Denyut nadiku dan suara getar seperti soud horeg yang di stel tidak sesuai Ekspektasi , Hari -Hari Begitu berlalu Kicaun burung-burung yang dulu ku dengar indah kini beruba menjadi suara yang mengartikan Mereka tengah berada di Dentuman katanya mereka yang ingin membangun itu, Dari sejak kecil ku lalui jalan yang indah itu kini semua sampai sekarang jalan itu masih berwana merah kira-kira aspal mana yang kalian temukan di Indonesia saya si Beriun melihat bahwa potensi besar bisa kita memiiliki bumi yang Kaya tapi kekayaan itu kian di gerus oleh Mereka yang kata membangun.
Suara Uak-uak yang dulu ku dengar ketika hujan Hampir Turun kini semua itu bagaikan Dongeng yang di ceritakan orang tua Alam Mulai di gerus dengan Ekskavator yang Dulu jadi mainan kami anak -anak Ketika itu kini ekskavator itu menjadi wujud nyata dalam kehidupan kami sampai kapan kita menjadi orang Buta Yang harus tunggu Nabi Isal Al-Masih yang datang menyembuhkan Kebutaan kita ini, Alam Mulai di gerus Kesejateraan masyarakat hanyalah omong kosong bagi mereka yang punya dalil katanya membangun.

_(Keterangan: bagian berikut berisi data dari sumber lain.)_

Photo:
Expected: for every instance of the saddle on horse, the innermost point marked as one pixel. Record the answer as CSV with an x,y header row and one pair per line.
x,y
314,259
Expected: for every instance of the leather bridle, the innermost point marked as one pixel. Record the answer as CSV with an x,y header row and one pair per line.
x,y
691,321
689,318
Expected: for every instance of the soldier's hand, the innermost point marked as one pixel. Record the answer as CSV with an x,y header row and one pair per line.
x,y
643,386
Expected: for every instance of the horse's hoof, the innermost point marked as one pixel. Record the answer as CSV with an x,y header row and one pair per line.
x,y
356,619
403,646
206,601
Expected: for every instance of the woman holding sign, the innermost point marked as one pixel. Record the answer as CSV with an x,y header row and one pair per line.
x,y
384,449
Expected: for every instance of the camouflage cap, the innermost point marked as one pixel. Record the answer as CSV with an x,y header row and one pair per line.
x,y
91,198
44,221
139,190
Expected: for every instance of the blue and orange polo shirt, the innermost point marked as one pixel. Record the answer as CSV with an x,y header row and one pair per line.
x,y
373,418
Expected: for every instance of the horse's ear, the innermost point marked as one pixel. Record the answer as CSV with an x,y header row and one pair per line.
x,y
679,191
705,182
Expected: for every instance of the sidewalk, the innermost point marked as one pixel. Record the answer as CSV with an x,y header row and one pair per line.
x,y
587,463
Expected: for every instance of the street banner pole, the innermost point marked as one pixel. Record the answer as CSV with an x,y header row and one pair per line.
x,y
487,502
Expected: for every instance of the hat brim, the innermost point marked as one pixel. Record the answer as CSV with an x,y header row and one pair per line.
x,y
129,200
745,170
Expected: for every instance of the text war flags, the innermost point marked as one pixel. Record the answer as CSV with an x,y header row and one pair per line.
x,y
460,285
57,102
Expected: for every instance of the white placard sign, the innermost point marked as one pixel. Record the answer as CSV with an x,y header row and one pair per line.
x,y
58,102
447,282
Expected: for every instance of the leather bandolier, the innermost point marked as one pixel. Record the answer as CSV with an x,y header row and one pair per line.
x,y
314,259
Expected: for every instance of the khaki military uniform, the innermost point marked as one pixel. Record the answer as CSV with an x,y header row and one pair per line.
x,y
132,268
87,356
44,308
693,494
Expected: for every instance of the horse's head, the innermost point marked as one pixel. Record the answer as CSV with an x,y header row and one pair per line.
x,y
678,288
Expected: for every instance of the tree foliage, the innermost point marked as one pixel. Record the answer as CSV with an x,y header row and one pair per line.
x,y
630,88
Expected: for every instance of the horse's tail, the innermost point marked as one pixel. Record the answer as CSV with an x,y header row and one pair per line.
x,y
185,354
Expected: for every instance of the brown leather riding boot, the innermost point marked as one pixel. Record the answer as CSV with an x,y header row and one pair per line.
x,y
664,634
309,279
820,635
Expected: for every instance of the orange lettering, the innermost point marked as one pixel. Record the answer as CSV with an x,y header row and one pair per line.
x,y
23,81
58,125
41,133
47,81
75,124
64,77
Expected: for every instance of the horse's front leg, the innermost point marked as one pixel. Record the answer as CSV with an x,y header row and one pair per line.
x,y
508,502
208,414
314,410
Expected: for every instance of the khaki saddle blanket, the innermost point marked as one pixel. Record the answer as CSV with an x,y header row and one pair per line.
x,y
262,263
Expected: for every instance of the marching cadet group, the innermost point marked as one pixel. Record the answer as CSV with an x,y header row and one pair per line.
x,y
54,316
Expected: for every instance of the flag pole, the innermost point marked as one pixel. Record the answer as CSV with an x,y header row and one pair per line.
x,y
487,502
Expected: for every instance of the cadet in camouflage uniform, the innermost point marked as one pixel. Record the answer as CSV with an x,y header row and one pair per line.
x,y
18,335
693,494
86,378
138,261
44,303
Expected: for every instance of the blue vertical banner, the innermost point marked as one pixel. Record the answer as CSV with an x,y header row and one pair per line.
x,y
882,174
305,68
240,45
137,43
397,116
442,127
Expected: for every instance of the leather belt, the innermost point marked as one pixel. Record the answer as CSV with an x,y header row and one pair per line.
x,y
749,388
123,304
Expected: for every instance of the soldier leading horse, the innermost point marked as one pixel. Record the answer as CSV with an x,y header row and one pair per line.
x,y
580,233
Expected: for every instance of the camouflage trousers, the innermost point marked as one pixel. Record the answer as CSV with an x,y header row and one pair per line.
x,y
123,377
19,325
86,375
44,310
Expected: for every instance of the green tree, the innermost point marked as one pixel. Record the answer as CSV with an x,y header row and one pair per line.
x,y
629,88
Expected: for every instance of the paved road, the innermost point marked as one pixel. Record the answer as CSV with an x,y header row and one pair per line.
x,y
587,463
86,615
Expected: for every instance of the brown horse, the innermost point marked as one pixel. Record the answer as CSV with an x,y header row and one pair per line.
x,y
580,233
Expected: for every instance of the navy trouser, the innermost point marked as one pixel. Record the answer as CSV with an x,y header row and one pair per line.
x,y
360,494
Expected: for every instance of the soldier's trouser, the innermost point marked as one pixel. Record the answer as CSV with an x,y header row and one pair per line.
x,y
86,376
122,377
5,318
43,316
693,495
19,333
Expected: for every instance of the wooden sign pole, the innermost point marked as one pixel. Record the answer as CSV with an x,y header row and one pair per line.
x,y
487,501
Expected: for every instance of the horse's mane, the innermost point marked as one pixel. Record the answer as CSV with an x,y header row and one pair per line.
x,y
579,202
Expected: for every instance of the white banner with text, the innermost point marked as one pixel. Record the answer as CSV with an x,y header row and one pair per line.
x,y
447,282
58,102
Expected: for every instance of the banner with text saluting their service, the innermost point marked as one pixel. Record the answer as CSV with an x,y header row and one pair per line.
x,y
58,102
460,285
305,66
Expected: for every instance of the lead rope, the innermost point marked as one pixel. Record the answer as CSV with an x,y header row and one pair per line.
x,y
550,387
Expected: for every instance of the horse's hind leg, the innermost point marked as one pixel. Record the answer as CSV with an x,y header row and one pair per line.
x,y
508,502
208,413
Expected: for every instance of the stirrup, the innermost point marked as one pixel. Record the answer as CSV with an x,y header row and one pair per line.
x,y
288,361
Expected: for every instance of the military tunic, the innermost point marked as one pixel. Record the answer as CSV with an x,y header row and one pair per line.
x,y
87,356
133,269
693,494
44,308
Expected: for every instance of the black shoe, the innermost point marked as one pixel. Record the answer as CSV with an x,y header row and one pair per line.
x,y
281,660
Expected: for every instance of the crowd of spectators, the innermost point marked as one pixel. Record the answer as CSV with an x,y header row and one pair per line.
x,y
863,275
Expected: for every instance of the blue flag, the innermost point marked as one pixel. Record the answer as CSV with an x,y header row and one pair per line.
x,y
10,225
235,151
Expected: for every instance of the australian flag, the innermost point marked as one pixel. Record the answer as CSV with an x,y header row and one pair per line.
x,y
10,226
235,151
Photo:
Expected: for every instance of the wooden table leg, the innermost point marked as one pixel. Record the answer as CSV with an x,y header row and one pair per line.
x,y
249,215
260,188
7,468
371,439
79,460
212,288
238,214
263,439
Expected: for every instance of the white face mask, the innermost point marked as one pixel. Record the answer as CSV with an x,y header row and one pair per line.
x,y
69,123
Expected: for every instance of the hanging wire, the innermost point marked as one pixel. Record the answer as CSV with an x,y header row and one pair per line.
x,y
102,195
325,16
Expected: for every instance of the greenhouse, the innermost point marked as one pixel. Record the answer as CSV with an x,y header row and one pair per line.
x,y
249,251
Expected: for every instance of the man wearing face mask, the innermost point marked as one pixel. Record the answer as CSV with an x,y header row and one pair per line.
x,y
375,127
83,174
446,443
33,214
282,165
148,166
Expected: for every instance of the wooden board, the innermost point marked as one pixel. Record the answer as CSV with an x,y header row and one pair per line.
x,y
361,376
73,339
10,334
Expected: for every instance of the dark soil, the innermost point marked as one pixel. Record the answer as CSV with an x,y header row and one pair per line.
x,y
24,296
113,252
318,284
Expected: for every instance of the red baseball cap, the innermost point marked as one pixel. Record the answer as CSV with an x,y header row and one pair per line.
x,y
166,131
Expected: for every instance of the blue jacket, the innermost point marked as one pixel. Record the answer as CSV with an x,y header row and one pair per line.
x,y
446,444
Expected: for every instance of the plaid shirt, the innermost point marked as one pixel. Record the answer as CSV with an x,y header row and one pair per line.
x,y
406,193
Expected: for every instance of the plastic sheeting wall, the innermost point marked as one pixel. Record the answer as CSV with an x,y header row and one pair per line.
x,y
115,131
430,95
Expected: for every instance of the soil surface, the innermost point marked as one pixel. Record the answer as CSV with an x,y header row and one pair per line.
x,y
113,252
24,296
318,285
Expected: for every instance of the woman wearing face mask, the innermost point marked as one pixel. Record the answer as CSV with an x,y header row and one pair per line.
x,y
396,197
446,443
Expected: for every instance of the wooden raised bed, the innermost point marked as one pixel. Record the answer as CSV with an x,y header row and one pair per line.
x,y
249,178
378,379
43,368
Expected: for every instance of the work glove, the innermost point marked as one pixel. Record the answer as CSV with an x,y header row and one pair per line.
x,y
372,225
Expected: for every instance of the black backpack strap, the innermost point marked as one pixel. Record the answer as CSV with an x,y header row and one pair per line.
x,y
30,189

Infrastruktur yang terbelakangkan yang membuat kami harus berjuang Ketika sakit kami harus berjuang dari Alam kami menuju kota yang katanya Punya penghasilan Besar yang membuat orang berbondong-bondong mendatangi kota itu, Lahan Coklat yang dulu Penghasilan begitu besar di liput media sana-sini akan Hilang secara perlahan lahan dengan dalil katanya mereka yang ingin Rakyatnya sejaterah.
Jangan Melihat Nilai merah dan biru yang keluar dari dompet mereka tapi pikirkan berapa tahun yang akan datang Demi Anak Cucu kita Bersama Yang Merah dan Biru di nikmati sekarang Berapa tahun akan datang anak cucumu akan menjadi penonton drama Indosiar secara real, seruan Anak Putra Beriun yang jauh dari Gelap dan terangnya kota dengan lampu – lampu diskotik dan Remang -Remang, Siapa pun Aku, aku bersama kalian Demi Beriun Tercinta.